If you want a pretty basic understanding, without reading a whole economic textbook, about the current inflation/deflation debate and what is actually likely to happen, the whole thing is worth reading. In summary, you will find out why prices are falling in the face of massive monetary inflation on the part of the Federal Reserve, and why they are likely to increase very, very rapidly when lending starts up again in the next go-round of the crazy Keynesian roller-coaster we call the American Economy.
The price mechanism provides a means of coordinating consumer demands with producer realities. Retailers are wildly overstocked with goods now, having made their purchases for Christmas back in the spring or summer. (We should never forget that sellers have to buy goods before they sell them, and that this is always a speculative enterprise.)
The downturn hit hard and suddenly, and its impact has been felt up and down the structure of production. Retailers find themselves with a serious problem of overstuffed inventory, a declining cash flow, and a financial sector that is risk-averse. The solution is to disgorge, and this accords precisely with the demand of consumers. So in this one signal of the price we see a remarkable coordination taking place.
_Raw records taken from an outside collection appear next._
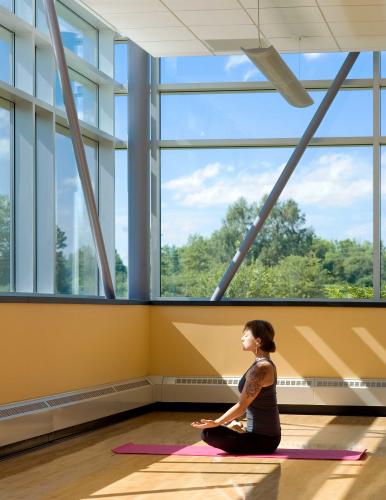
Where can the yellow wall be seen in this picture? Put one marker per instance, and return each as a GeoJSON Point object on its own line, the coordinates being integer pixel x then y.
{"type": "Point", "coordinates": [311, 341]}
{"type": "Point", "coordinates": [51, 348]}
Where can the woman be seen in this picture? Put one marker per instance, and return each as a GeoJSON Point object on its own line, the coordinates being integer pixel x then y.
{"type": "Point", "coordinates": [257, 389]}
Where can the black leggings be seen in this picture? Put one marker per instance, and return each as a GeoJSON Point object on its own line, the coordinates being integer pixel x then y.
{"type": "Point", "coordinates": [247, 443]}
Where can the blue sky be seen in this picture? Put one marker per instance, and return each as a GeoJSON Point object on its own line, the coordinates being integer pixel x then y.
{"type": "Point", "coordinates": [332, 185]}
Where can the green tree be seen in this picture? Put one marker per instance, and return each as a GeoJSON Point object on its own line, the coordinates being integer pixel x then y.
{"type": "Point", "coordinates": [121, 288]}
{"type": "Point", "coordinates": [62, 264]}
{"type": "Point", "coordinates": [5, 243]}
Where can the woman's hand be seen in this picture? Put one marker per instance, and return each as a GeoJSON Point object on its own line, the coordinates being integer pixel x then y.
{"type": "Point", "coordinates": [204, 424]}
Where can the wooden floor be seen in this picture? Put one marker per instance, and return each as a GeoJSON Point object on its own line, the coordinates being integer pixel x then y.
{"type": "Point", "coordinates": [84, 467]}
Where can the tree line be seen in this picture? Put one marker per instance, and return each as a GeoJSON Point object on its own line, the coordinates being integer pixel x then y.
{"type": "Point", "coordinates": [83, 259]}
{"type": "Point", "coordinates": [287, 259]}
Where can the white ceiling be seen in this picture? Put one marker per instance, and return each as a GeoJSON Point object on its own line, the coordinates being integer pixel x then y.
{"type": "Point", "coordinates": [202, 27]}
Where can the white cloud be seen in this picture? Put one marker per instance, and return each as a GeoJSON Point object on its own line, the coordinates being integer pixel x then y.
{"type": "Point", "coordinates": [336, 180]}
{"type": "Point", "coordinates": [193, 181]}
{"type": "Point", "coordinates": [177, 226]}
{"type": "Point", "coordinates": [235, 61]}
{"type": "Point", "coordinates": [333, 180]}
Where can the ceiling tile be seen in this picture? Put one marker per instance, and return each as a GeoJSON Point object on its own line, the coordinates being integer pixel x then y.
{"type": "Point", "coordinates": [159, 34]}
{"type": "Point", "coordinates": [288, 15]}
{"type": "Point", "coordinates": [264, 4]}
{"type": "Point", "coordinates": [148, 20]}
{"type": "Point", "coordinates": [201, 4]}
{"type": "Point", "coordinates": [127, 6]}
{"type": "Point", "coordinates": [225, 32]}
{"type": "Point", "coordinates": [351, 2]}
{"type": "Point", "coordinates": [355, 14]}
{"type": "Point", "coordinates": [361, 42]}
{"type": "Point", "coordinates": [189, 47]}
{"type": "Point", "coordinates": [289, 29]}
{"type": "Point", "coordinates": [360, 29]}
{"type": "Point", "coordinates": [307, 44]}
{"type": "Point", "coordinates": [213, 17]}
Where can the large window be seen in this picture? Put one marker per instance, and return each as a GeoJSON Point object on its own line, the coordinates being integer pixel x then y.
{"type": "Point", "coordinates": [121, 117]}
{"type": "Point", "coordinates": [77, 34]}
{"type": "Point", "coordinates": [76, 264]}
{"type": "Point", "coordinates": [317, 243]}
{"type": "Point", "coordinates": [261, 114]}
{"type": "Point", "coordinates": [7, 4]}
{"type": "Point", "coordinates": [238, 68]}
{"type": "Point", "coordinates": [85, 96]}
{"type": "Point", "coordinates": [121, 62]}
{"type": "Point", "coordinates": [6, 59]}
{"type": "Point", "coordinates": [5, 195]}
{"type": "Point", "coordinates": [318, 240]}
{"type": "Point", "coordinates": [383, 222]}
{"type": "Point", "coordinates": [121, 223]}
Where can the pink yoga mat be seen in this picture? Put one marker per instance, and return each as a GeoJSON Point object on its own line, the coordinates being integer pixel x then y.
{"type": "Point", "coordinates": [209, 451]}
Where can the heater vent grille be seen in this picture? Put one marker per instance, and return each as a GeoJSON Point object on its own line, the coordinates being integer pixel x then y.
{"type": "Point", "coordinates": [21, 409]}
{"type": "Point", "coordinates": [207, 381]}
{"type": "Point", "coordinates": [353, 384]}
{"type": "Point", "coordinates": [131, 385]}
{"type": "Point", "coordinates": [80, 397]}
{"type": "Point", "coordinates": [54, 402]}
{"type": "Point", "coordinates": [286, 382]}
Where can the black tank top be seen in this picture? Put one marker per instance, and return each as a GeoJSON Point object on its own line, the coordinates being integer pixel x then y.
{"type": "Point", "coordinates": [263, 413]}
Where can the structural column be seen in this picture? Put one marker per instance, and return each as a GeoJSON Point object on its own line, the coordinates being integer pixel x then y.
{"type": "Point", "coordinates": [138, 178]}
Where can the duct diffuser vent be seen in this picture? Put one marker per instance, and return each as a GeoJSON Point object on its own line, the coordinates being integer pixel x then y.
{"type": "Point", "coordinates": [231, 46]}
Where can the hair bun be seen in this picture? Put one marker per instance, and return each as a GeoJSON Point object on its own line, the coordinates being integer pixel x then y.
{"type": "Point", "coordinates": [271, 346]}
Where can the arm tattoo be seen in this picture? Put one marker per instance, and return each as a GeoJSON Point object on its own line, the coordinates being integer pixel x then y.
{"type": "Point", "coordinates": [255, 379]}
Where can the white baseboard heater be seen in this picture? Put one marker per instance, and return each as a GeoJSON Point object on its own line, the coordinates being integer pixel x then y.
{"type": "Point", "coordinates": [29, 419]}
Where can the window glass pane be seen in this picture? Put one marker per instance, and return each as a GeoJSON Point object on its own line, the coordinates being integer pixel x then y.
{"type": "Point", "coordinates": [121, 223]}
{"type": "Point", "coordinates": [261, 114]}
{"type": "Point", "coordinates": [383, 112]}
{"type": "Point", "coordinates": [6, 42]}
{"type": "Point", "coordinates": [238, 68]}
{"type": "Point", "coordinates": [121, 62]}
{"type": "Point", "coordinates": [7, 4]}
{"type": "Point", "coordinates": [383, 222]}
{"type": "Point", "coordinates": [77, 34]}
{"type": "Point", "coordinates": [383, 64]}
{"type": "Point", "coordinates": [76, 264]}
{"type": "Point", "coordinates": [316, 243]}
{"type": "Point", "coordinates": [85, 95]}
{"type": "Point", "coordinates": [121, 116]}
{"type": "Point", "coordinates": [5, 196]}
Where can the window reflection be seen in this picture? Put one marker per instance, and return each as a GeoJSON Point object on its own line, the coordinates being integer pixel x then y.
{"type": "Point", "coordinates": [76, 264]}
{"type": "Point", "coordinates": [85, 96]}
{"type": "Point", "coordinates": [317, 242]}
{"type": "Point", "coordinates": [121, 223]}
{"type": "Point", "coordinates": [77, 34]}
{"type": "Point", "coordinates": [261, 115]}
{"type": "Point", "coordinates": [6, 59]}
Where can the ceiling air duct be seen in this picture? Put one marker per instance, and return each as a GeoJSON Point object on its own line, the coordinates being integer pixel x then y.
{"type": "Point", "coordinates": [269, 62]}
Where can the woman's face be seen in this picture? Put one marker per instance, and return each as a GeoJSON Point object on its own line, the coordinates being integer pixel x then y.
{"type": "Point", "coordinates": [248, 341]}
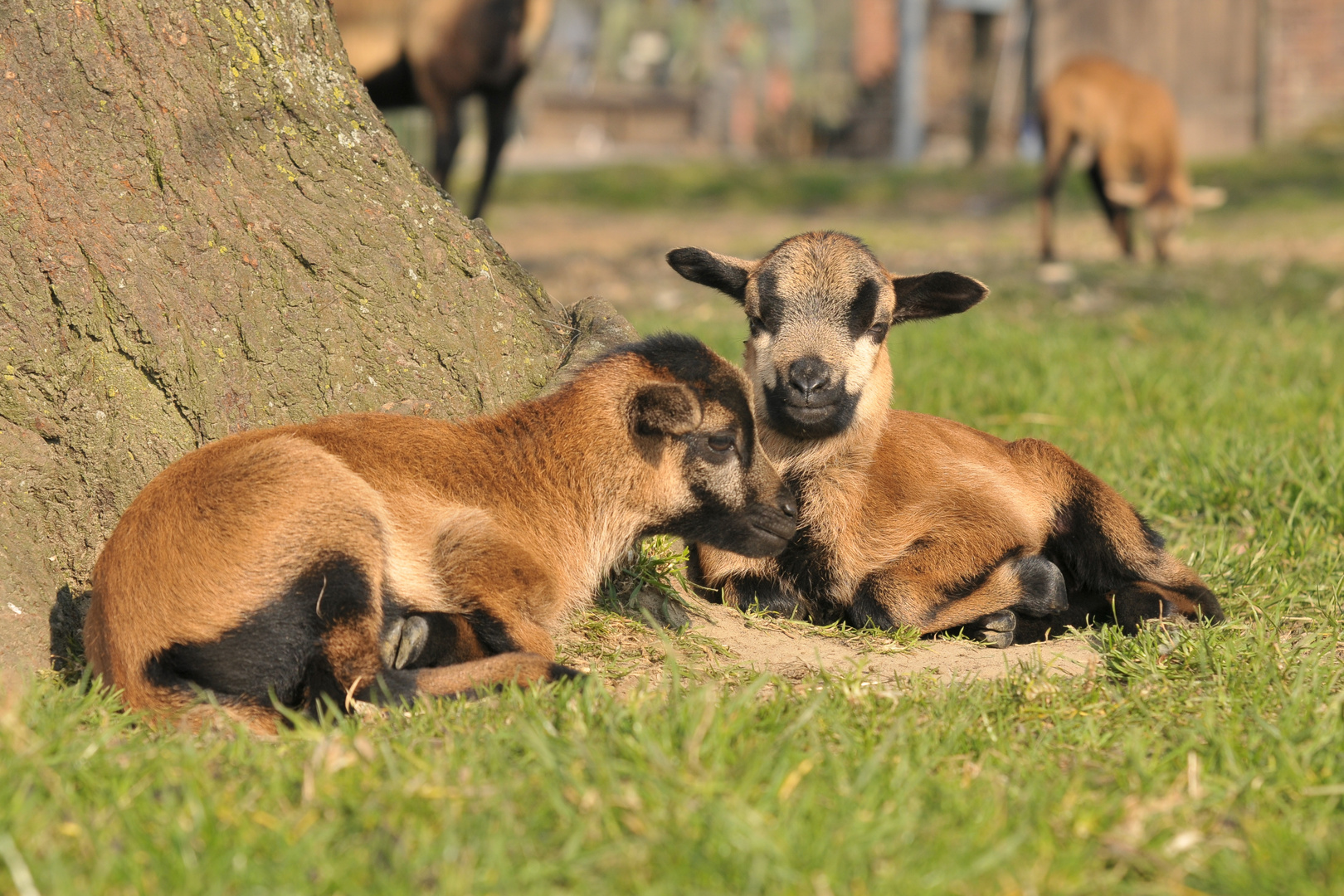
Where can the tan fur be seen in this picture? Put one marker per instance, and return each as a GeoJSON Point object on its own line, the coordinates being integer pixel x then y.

When you put all these price cuts together — and they are pervasive — you end up with a macroeconomic setting that is a great relief to consumers in troubled times. Wouldn't you know that the press would find this to be a cause to bellyache about the supposed dangers of "deflation." And in a crazy, upside-down way, we find politicians, financial managers, and economists quoted all over the place who have deduced that the real problem with the economy is falling prices.